Danzig 6:66 - Satan's Child (retro review) (1999)

E-Magine entertainment

Many long running bands have a notorious streak of critically acclaimed releases which commenced with their debut album. The first six Black Sabbath studio albums set the bar extremely high for all who followed. Even the most stubborn music critics would agree that the first four Danzig studio albums fit the mold of such praise. The fifth studio album BLACKACIDEVIL saw a new direction for Danzig. Though incorporated in DANZIG 4, Glenn and company churned out a full-blown industrial metal release. 1999 bore witness to the sixth Danzig solo release entitled DANZIG 6:66 – SATAN’S CHILD that continued down the industrial metal path.

The album begins with two strong tracks in “Five Finger Crawl” and “Belly Of The Beast.” Both tracks feature the vocal pattern of many successful industrial metal artists where the singing is low in the verse and then explodes in the chorus. This vocal delivery is supported with a driving guitar riff and pounding drum hits. The next track “Lilin” follows the same pattern but in a slower doomier classic Danzig style. The softer “Unspeakable” features Glenn’s amazing ability to effectively talk through the lyrics instead of screaming. The pace picks up immensely on “Cult Without a Name.” This is one of the heavier tracks on the album which would appeal to most fans of the first four albums. “Cold Eternal” is a slow to mid-paced rocker that reminds you of other classic 90’s industrial bands blaring out of speakers everywhere. “Satan’s Child” is another hard rocker that makes for a solid title track. This one bears the catchiest chorus on the album. The final standout track to note on this release would be “Apokalips” which is the most Samhain sounding track on the album. The vocals start very low and then gradually pick up in volume and pitch up to the blasting chorus.

Glenn Danzig has had a fruitful career leading up to 1999’s SATAN’S CHILD. He was never afraid to experiment.
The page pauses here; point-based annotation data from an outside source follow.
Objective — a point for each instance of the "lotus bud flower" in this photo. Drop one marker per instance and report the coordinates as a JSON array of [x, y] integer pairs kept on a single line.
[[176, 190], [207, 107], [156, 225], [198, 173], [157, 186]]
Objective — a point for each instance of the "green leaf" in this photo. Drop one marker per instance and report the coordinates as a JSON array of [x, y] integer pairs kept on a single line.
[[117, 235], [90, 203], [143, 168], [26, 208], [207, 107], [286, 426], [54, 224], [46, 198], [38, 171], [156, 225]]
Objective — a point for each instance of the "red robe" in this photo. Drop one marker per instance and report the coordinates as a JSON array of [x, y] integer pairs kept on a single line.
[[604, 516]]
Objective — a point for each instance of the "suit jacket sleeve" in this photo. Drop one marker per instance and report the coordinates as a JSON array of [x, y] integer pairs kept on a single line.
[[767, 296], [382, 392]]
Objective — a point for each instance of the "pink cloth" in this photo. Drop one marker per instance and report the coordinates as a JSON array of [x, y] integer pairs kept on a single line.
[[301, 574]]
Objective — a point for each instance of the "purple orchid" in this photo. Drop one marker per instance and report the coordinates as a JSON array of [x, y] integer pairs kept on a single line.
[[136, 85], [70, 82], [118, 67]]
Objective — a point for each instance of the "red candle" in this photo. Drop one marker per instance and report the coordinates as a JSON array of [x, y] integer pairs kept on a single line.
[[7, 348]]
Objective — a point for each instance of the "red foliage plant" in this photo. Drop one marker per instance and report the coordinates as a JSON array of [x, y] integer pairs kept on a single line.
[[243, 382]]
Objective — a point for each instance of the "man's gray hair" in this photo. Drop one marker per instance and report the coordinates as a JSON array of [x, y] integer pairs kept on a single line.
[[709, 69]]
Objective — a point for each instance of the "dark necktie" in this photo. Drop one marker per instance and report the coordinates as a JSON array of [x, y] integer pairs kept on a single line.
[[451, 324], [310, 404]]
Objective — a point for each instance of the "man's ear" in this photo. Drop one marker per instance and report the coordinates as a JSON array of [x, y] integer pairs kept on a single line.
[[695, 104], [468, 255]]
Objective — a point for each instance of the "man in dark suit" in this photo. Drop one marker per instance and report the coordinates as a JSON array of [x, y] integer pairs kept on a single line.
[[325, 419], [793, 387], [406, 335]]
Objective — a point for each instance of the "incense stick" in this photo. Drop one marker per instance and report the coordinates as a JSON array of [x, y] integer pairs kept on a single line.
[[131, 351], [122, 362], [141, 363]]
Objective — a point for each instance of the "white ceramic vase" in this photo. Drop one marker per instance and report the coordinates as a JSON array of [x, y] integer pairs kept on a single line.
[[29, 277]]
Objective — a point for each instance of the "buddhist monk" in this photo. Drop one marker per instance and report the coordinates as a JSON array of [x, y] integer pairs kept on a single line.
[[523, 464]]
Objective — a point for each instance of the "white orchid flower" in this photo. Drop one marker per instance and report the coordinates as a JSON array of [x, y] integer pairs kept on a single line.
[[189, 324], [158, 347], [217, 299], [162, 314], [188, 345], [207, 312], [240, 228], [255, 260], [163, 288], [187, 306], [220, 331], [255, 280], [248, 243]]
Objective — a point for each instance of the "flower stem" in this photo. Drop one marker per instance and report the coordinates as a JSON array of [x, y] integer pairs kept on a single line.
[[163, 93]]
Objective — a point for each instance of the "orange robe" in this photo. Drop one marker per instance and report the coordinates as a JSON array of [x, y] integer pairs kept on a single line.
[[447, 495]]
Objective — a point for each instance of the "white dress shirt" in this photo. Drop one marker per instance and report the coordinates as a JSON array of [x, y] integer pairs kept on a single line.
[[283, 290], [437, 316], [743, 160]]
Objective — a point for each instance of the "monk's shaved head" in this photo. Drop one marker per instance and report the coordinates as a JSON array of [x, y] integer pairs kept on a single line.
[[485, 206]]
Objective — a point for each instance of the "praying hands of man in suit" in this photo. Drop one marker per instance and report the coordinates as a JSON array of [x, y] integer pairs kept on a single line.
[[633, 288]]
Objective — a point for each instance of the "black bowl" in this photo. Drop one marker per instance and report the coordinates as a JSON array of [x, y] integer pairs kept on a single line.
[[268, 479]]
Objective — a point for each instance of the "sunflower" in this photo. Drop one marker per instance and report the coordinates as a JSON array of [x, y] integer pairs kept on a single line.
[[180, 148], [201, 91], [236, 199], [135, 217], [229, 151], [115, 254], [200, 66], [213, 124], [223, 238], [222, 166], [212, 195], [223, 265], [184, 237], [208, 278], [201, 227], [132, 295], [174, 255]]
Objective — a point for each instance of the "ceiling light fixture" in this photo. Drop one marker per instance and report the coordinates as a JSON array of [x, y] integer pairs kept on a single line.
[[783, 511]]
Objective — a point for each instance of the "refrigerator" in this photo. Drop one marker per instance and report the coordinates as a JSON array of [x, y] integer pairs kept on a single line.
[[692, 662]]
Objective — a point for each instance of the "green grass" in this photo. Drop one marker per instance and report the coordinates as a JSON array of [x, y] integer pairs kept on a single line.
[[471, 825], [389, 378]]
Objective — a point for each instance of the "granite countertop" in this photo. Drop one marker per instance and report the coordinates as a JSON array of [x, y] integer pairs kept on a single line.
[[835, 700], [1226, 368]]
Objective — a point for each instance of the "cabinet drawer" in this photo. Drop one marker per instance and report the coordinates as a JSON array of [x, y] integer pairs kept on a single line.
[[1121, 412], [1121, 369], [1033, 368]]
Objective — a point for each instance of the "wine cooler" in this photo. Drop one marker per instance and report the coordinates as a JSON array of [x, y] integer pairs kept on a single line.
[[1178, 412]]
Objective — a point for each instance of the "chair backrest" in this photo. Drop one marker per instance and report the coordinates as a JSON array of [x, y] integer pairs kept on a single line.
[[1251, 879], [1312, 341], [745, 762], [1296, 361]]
First perfecting horror punk with the Misfits. Next perfecting goth punk with Samhain. Finally, then perfecting doom metal initially with his solo band. This was a turning point in incorporating industrial metal into the mix. At first, this was not necessarily universally accepted amongst existing fans. Playing this back 20 years later results in a differing of opinion. SATAN’S CHILD is an underrated gem within the Danzig catalog. It takes the listener back to a time when many commercial bands were selling millions of albums playing a similar style.